Les mains en sang, il regarde le ciel et un sourire illumine son visage en sueur.
C’est une vieille habitude qui s’était imposée d’elle-même, au gré des coups de cafard et autres questionnements existentiels. D’un pas las, il rejoignait le fond de son jardin, muni d’une pelle et d’une pioche, et se mettait à creuser. Dans l’effort, il se disait que c’était sûrement le meilleur moyen de savoir ce que signifiait l’expression « toucher le fond ». Avec l’idée forte qu’il ne faisait pas cela pour puiser l’envie de vivre dans la terre nourricière, mais plutôt pour la nourrir, la terre, de son corps et de son âme, il s’enfonçait un peu plus.
Quand il piochait ainsi, c’était sans une once d’estime de soi. Il se sentait, pour toujours et à jamais, misérable poil d’ours. Poussière dans les cailloux. Il se disait que quand il serait au fond du trou, il pourrait enfin y rester, lui et ses mauvaises pensées. Et disparaître, enfin, comme par enchantement.
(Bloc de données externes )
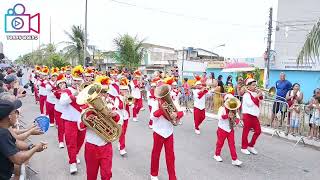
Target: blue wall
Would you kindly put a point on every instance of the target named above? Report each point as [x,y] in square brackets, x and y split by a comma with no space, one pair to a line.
[308,80]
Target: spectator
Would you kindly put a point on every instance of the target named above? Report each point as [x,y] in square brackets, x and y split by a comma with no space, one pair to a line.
[12,151]
[20,74]
[220,83]
[13,86]
[1,75]
[315,119]
[229,80]
[239,89]
[204,78]
[20,134]
[282,86]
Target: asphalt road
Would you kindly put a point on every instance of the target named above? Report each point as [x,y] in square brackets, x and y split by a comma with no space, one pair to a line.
[277,158]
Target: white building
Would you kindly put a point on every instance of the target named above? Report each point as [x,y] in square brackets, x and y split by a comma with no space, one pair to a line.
[295,18]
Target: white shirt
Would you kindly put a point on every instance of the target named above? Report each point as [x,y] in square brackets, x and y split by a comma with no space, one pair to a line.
[161,125]
[51,98]
[93,138]
[135,91]
[224,123]
[42,90]
[294,114]
[112,90]
[69,113]
[248,106]
[122,112]
[151,101]
[199,103]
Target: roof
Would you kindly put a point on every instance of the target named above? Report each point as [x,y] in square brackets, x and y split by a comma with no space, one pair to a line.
[209,52]
[157,46]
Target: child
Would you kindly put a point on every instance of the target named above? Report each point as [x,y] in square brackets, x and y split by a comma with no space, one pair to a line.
[315,119]
[295,116]
[151,98]
[228,117]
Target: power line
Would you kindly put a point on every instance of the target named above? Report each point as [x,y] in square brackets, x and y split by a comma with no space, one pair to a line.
[184,15]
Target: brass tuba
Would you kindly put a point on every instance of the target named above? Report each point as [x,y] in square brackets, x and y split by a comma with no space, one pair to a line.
[98,117]
[84,85]
[163,93]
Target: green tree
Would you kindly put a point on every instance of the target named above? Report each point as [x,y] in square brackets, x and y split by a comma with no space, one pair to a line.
[311,47]
[75,46]
[129,51]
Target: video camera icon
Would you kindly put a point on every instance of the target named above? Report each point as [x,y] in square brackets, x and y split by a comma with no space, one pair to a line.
[16,21]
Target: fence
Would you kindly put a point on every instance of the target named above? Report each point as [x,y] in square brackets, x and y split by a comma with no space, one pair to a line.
[273,113]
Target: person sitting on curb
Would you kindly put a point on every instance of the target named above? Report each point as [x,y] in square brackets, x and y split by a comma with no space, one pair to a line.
[12,151]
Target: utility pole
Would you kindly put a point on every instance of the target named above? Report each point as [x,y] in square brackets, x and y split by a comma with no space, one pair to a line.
[50,29]
[182,65]
[269,47]
[85,36]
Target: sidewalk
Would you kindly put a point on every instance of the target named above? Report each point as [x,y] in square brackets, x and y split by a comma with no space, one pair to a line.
[271,131]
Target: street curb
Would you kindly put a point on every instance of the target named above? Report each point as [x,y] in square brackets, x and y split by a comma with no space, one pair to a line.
[273,132]
[279,133]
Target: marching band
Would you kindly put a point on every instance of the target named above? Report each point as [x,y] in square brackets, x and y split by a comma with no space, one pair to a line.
[83,102]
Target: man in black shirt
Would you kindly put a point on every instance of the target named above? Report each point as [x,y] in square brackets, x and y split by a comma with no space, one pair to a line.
[12,151]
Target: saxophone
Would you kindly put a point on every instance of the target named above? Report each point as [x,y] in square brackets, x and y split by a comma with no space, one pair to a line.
[98,117]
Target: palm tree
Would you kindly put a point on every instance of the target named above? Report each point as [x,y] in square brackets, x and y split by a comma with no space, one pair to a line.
[75,47]
[129,51]
[311,47]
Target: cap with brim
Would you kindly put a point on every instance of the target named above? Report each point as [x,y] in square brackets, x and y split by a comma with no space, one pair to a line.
[198,83]
[61,81]
[123,87]
[250,80]
[77,78]
[232,103]
[10,78]
[6,107]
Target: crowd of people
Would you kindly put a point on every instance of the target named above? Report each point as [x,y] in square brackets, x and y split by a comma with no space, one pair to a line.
[15,150]
[61,96]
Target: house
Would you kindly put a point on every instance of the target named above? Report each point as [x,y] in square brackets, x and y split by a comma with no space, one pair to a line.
[158,58]
[198,54]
Jusqu’à maintenant, au bout d’une heure ou deux, ou parfois après des jours entiers, son esprit lui a toujours fait un signe. Une sorte de déclic, qui signifie que c’est le moment de remonter à la surface, que ce n’est pas cette fois qu’il restera les deux pieds dans la tombe qu’il est en train de façonner.
Alors, les mains en sang, il relève la tête, remonte, regarde le ciel et un sourire illumine son visage en sueur.